Badan Usaha Milik Negara (BUMN) adalah badan usaha yang seluruh atau sebagian besar modalnya dimiliki oleh negara melalui penyertaan secara langsung yang berasal dari kekayaan negara yang dipisahkan.
Jumlah BUMN per akhir tahun 2023 tercatat sebanyak 142 perusahaan yang bergerak di berbagai bidang bisnis, mulai dari energi, infrastruktur, keuangan, hingga layanan dan manufaktur.

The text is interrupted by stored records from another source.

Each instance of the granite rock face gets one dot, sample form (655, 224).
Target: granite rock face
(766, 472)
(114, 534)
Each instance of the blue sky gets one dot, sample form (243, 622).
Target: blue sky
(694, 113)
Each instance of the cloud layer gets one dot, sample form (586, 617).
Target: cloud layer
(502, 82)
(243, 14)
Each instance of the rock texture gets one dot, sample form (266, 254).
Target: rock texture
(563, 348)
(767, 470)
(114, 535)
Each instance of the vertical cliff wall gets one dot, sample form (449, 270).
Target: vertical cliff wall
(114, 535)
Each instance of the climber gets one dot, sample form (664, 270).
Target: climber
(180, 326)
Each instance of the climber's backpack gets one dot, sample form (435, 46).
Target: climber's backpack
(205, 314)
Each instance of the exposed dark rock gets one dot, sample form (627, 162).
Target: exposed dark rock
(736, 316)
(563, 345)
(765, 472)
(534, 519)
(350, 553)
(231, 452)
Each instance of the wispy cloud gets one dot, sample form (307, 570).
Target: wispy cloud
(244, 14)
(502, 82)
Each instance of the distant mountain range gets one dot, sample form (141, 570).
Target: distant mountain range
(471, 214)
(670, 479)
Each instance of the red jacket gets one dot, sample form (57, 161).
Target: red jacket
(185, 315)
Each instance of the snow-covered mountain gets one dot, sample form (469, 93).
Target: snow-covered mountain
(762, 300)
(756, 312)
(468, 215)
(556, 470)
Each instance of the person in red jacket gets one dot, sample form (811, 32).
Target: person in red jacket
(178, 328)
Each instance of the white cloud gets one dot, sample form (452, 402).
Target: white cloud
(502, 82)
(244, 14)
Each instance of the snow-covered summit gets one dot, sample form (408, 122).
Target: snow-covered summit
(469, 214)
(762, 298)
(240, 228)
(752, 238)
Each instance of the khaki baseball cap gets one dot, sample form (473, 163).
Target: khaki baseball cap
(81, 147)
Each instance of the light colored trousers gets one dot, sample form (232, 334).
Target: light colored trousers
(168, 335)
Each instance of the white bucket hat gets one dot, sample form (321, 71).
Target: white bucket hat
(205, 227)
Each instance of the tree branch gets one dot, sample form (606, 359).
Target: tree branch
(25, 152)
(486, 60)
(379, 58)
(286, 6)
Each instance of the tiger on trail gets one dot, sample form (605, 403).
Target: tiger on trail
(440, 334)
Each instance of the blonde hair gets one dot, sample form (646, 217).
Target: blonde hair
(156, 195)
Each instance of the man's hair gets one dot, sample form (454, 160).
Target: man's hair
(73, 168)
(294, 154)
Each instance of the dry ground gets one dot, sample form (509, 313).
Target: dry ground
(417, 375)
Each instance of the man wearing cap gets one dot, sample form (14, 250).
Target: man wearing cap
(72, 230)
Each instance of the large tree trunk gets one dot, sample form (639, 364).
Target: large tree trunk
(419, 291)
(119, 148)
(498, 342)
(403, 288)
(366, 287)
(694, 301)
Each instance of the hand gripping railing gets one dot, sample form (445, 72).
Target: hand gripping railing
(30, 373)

Perlu diketahui, jumlah BUMN di masa sebelumnya jauh lebih banyak dari angka di atas. Pada periode Erick Thohir menjadi Menteri BUMN sejak Oktober 2019 lalu, beliau gencar melakukan transformasi yang berujung dengan perampingan jumlah BUMN.
Dengan transformasi, beberapa BUMN sejenis digabungkan, beberapa BUMN dijadikan anak perusahaan dari BUMN lain, dan BUMN yang selalu merugi tanpa prospek usaha yang bagus dilikuidasi.
Pro dan Kontra Eksistensi BUMN
Keberadaan BUMN tak urung menimbulkan pro dan kontra, meskipun sebetulnya di banyak negara lain pun BUMN merupakan hal biasa, yang disebut dengan State Owned Enterprise (SOE).
Mereka yang mempertanyakan BUMN, menginginkan agar pemerintah sebagai pembuat kebijakan saja dan bukan menjadi pelaku bisnis, agar fungsi regulasi dan eksekusi tidak bertabrakan.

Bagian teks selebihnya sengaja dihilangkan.